Le chef de l’ONU prévoit une nouvelle réunion sur Chypre après des entretiens avec les dirigeants rivaux
Les points importants
- Réunion 5+1 : Guterres prévoit une nouvelle rencontre informelle avec les dirigeants chypriotes et les puissances garantes.
- Conditions préalables : Des mesures de confiance doivent être mises en œuvre avant la réunion.
- Volonté politique : Les deux parties acceptent de relancer les négociations sur la base des travaux antérieurs.

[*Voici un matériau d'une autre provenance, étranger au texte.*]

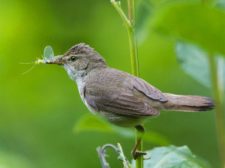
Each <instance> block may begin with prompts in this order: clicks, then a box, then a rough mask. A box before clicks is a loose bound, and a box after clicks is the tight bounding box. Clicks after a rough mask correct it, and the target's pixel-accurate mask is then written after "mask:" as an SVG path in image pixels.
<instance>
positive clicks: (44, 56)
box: [43, 46, 54, 60]
mask: <svg viewBox="0 0 225 168" xmlns="http://www.w3.org/2000/svg"><path fill="white" fill-rule="evenodd" d="M53 57H54V51H53V49H52V47H51V46H46V47H45V48H44V54H43V58H44V60H51V59H52V58H53Z"/></svg>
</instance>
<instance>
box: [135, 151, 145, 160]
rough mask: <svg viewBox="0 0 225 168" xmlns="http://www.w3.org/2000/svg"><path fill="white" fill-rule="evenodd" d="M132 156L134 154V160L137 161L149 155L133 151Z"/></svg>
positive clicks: (140, 151)
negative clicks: (137, 160)
mask: <svg viewBox="0 0 225 168" xmlns="http://www.w3.org/2000/svg"><path fill="white" fill-rule="evenodd" d="M131 154H132V156H133V158H134V160H136V159H137V158H139V157H142V156H144V155H146V154H147V153H146V152H143V151H139V150H133V151H132V153H131Z"/></svg>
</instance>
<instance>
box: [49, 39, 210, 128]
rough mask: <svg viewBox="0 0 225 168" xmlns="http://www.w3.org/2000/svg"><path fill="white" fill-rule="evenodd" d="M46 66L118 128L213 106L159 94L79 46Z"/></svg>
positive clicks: (158, 91)
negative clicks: (76, 85) (108, 65)
mask: <svg viewBox="0 0 225 168" xmlns="http://www.w3.org/2000/svg"><path fill="white" fill-rule="evenodd" d="M47 63H49V64H58V65H63V66H64V68H65V70H66V71H67V73H68V75H69V76H70V78H71V79H72V80H74V81H75V82H76V83H77V86H78V90H79V93H80V96H81V99H82V101H83V102H84V104H85V105H86V106H87V108H88V109H89V110H90V111H91V112H94V113H99V114H100V115H101V116H103V117H104V118H106V119H107V120H108V121H109V122H111V123H113V124H116V125H119V126H125V127H128V126H137V125H139V124H140V123H141V122H142V121H143V119H146V118H150V117H152V116H157V115H159V113H160V110H171V111H182V112H198V111H207V110H210V109H212V108H213V106H214V105H213V102H212V100H211V99H210V98H208V97H203V96H189V95H188V96H186V95H175V94H171V93H163V92H161V91H160V90H158V89H157V88H155V87H154V86H152V85H150V84H149V83H147V82H146V81H144V80H143V79H141V78H138V77H135V76H133V75H131V74H129V73H126V72H123V71H120V70H117V69H113V68H110V67H109V66H107V64H106V62H105V60H104V59H103V58H102V57H101V56H100V54H99V53H97V52H96V51H95V50H94V49H93V48H91V47H90V46H88V45H86V44H83V43H81V44H77V45H75V46H73V47H72V48H71V49H69V51H68V52H66V53H65V54H64V55H62V56H56V57H54V59H52V60H51V61H49V62H47Z"/></svg>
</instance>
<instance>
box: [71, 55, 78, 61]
mask: <svg viewBox="0 0 225 168" xmlns="http://www.w3.org/2000/svg"><path fill="white" fill-rule="evenodd" d="M69 60H70V61H76V60H77V57H76V56H72V57H70V58H69Z"/></svg>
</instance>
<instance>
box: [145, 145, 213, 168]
mask: <svg viewBox="0 0 225 168" xmlns="http://www.w3.org/2000/svg"><path fill="white" fill-rule="evenodd" d="M148 156H149V157H150V158H151V159H147V160H144V167H149V168H210V165H209V164H208V163H207V162H206V161H204V160H202V159H201V158H199V157H197V156H195V155H194V154H193V153H192V152H191V151H190V149H189V148H188V147H187V146H182V147H176V146H168V147H156V148H154V149H152V150H150V151H147V157H148Z"/></svg>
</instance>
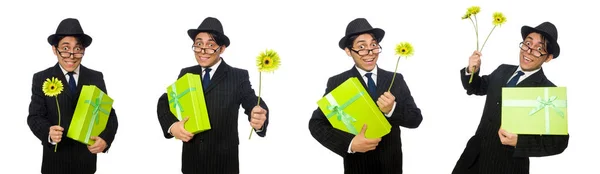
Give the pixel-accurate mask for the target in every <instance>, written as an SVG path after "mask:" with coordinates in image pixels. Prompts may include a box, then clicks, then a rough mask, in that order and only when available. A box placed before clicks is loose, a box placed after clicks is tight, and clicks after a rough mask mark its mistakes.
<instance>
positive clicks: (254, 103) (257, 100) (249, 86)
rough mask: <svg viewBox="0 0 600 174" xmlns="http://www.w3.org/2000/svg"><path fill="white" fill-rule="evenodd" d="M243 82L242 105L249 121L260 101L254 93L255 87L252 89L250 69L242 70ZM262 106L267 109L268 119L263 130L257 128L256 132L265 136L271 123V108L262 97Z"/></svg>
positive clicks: (261, 129)
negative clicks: (270, 121) (258, 100)
mask: <svg viewBox="0 0 600 174" xmlns="http://www.w3.org/2000/svg"><path fill="white" fill-rule="evenodd" d="M241 79H242V83H241V84H240V88H239V89H240V90H239V91H240V93H241V94H240V96H242V107H243V108H244V113H245V114H246V115H248V121H250V117H251V112H252V109H253V108H254V106H256V103H257V102H258V97H257V96H256V94H255V93H254V89H252V85H251V84H250V76H249V75H248V71H246V70H243V72H242V77H241ZM260 107H262V108H263V109H265V110H267V119H266V120H265V123H264V124H263V127H262V129H260V130H261V131H258V130H255V131H256V134H257V135H258V136H260V137H264V136H266V135H267V127H268V125H269V108H268V107H267V104H266V103H265V100H264V99H263V98H262V97H261V98H260Z"/></svg>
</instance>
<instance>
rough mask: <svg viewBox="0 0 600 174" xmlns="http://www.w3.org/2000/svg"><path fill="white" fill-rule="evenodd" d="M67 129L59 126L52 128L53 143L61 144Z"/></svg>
mask: <svg viewBox="0 0 600 174" xmlns="http://www.w3.org/2000/svg"><path fill="white" fill-rule="evenodd" d="M64 130H65V129H64V128H62V127H60V126H58V125H54V126H50V133H49V135H50V139H51V140H52V142H54V143H59V142H60V141H61V140H62V132H63V131H64Z"/></svg>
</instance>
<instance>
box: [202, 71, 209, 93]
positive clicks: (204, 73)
mask: <svg viewBox="0 0 600 174" xmlns="http://www.w3.org/2000/svg"><path fill="white" fill-rule="evenodd" d="M210 70H211V69H210V68H206V69H205V70H204V71H205V72H206V73H204V77H202V88H204V89H206V87H208V85H209V84H210Z"/></svg>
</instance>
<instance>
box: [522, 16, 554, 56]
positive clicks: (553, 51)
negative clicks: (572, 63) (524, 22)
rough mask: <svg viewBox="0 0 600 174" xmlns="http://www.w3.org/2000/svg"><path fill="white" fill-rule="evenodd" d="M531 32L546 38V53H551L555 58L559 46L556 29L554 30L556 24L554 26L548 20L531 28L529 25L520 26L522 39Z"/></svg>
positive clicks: (524, 38) (523, 38) (526, 36)
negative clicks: (546, 48)
mask: <svg viewBox="0 0 600 174" xmlns="http://www.w3.org/2000/svg"><path fill="white" fill-rule="evenodd" d="M533 32H536V33H540V34H541V35H543V36H544V37H545V38H546V39H548V41H550V43H548V45H547V47H548V53H550V54H552V55H553V56H554V59H556V58H557V57H558V55H559V54H560V46H559V45H558V42H557V40H558V31H557V30H556V26H554V24H552V23H550V22H544V23H542V24H540V25H538V26H537V27H535V28H532V27H530V26H523V27H521V36H523V40H525V37H527V35H529V34H530V33H533Z"/></svg>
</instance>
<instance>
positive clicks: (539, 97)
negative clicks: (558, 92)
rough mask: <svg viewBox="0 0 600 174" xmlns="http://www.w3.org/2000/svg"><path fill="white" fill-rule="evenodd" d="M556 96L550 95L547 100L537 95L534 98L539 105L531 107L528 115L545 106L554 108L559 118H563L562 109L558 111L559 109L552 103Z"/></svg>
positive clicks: (543, 107) (542, 107) (529, 114)
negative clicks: (534, 97) (530, 108)
mask: <svg viewBox="0 0 600 174" xmlns="http://www.w3.org/2000/svg"><path fill="white" fill-rule="evenodd" d="M557 98H558V97H556V96H550V97H549V98H548V99H547V100H544V99H542V97H540V96H538V97H537V98H536V101H537V102H538V103H539V105H538V106H537V107H536V108H533V109H532V110H531V111H530V112H529V116H531V115H533V114H535V113H536V112H538V111H540V110H542V109H544V108H545V107H546V106H548V107H550V108H552V109H553V110H554V112H556V114H558V116H560V117H561V118H564V117H565V115H564V113H563V112H562V111H560V110H559V109H557V108H556V105H555V103H554V101H555V100H556V99H557Z"/></svg>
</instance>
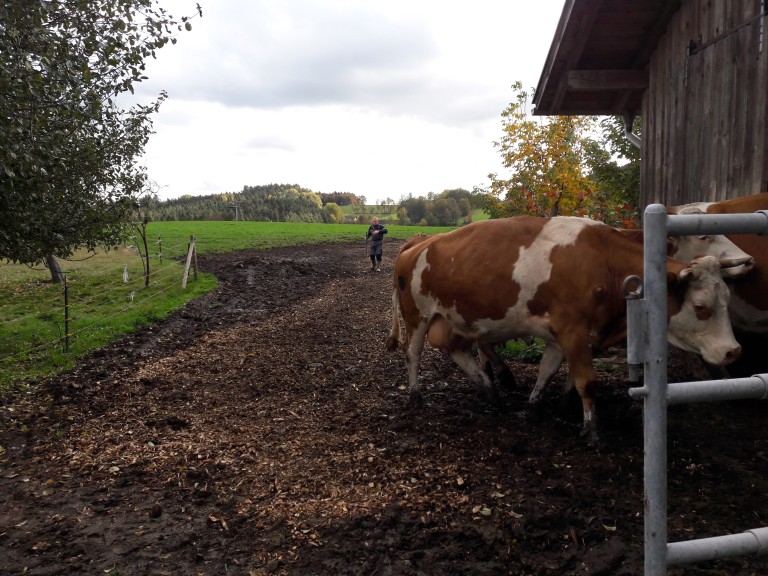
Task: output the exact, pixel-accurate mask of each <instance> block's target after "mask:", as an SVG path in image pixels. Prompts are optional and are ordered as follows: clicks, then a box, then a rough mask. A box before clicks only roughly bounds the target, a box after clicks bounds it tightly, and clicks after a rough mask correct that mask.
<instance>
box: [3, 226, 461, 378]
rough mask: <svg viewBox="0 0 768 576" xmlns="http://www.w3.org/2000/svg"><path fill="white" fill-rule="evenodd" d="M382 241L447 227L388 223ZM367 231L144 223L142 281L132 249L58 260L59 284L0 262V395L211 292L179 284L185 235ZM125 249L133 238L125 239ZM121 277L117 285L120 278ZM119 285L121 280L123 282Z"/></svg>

Le secrétaire général de l’ONU, António Guterres, a déclaré mercredi qu’il prévoyait de convoquer une nouvelle réunion réunissant les dirigeants chypriotes grecs et turcs ainsi que les trois puissances garantes de Chypre, dans le cadre des efforts visant à relancer le processus de paix longtemps au point mort sur l’île divisée.
Guterres n’a pas annoncé de date, précisant que la réunion informelle 5+1 nécessiterait une « préparation adéquate », notamment des progrès dans les mesures de confiance entre les deux communautés.
« J’ai le consensus des deux parties et des garants pour passer à une réunion 5+1, mais avec une préparation adéquate », a déclaré Guterres à l’issue de réunions séparées et conjointes avec le dirigeant chypriote grec Nikos Christodoulides et le dirigeant chypriote turc Tufan Erhürman.
Ce format réunit les dirigeants des deux communautés de l’île et les représentants de la Turquie, de la Grèce et du Royaume-Uni, les trois puissances garantes en vertu des traités établissant la République de Chypre en 1960.
Guterres a déclaré vouloir des progrès tangibles avant de convoquer la réunion, car il ne souhaitait pas organiser d’autres rencontres 5+1 « sans résultats ». Il a précisé qu’aucune échéance n’avait été fixée, mais que les parties travailleraient aussi rapidement que possible.
Cette annonce a eu lieu lors de la première visite d’un secrétaire général de l’ONU à Chypre depuis 2010. Guterres doit quitter ses fonctions à la fin de l’année 2026.
Christodoulides s’est félicité de cette évolution, se disant optimiste car le fond du différend chypriote avait été abordé pour la première fois depuis l’effondrement des négociations en 2017.
Il a indiqué que toute reprise des négociations s’appuierait sur les travaux accomplis lors des cycles précédents plutôt que de repartir de zéro, et que l’Union européenne était prête à s’impliquer davantage.
Christodoulides a contesté l’idée selon laquelle un nouveau cycle de pourparlers dépendrait de la mise en œuvre préalable de mesures de confiance.
Les deux parties sont convenues en mars 2025 de poursuivre des mesures telles que l’ouverture de nouveaux points de passage à travers la zone tampon contrôlée par l’ONU et la création d’une installation solaire commune. Les progrès dans la mise en œuvre de ces mesures sont depuis limités.
Erhürman, élu dirigeant chypriote turc en octobre 2025, a déclaré à Guterres qu’il soutenait les efforts du chef de l’ONU, selon les médias locaux.
Erhürman a remporté les élections après avoir fait campagne pour la reprise des négociations sur un règlement fédéral bizonale et bicommunautaire. Il a battu le président sortant Ersin Tatar, qui soutenait une solution à deux États privilégiée par Ankara.
Chypre est divisée depuis 1974, lorsque la Turquie a envahi le nord de l’île à la suite d’un coup d’État orchestré par la junte militaire alors au pouvoir en Grèce et visant à unir Chypre à la Grèce.
La République de Chypre, internationalement reconnue et membre de l’UE, contrôle le sud majoritairement chypriote grec. La République turque de Chypre du Nord, autoproclamée en 1983, n’est reconnue que par la Turquie.
Les négociations de réunification parrainées par l’ONU ont récemment échoué à Crans-Montana, en Suisse, en 2017, en raison de désaccords sur les arrangements de sécurité, l’égalité politique, le territoire et la présence de troupes turques.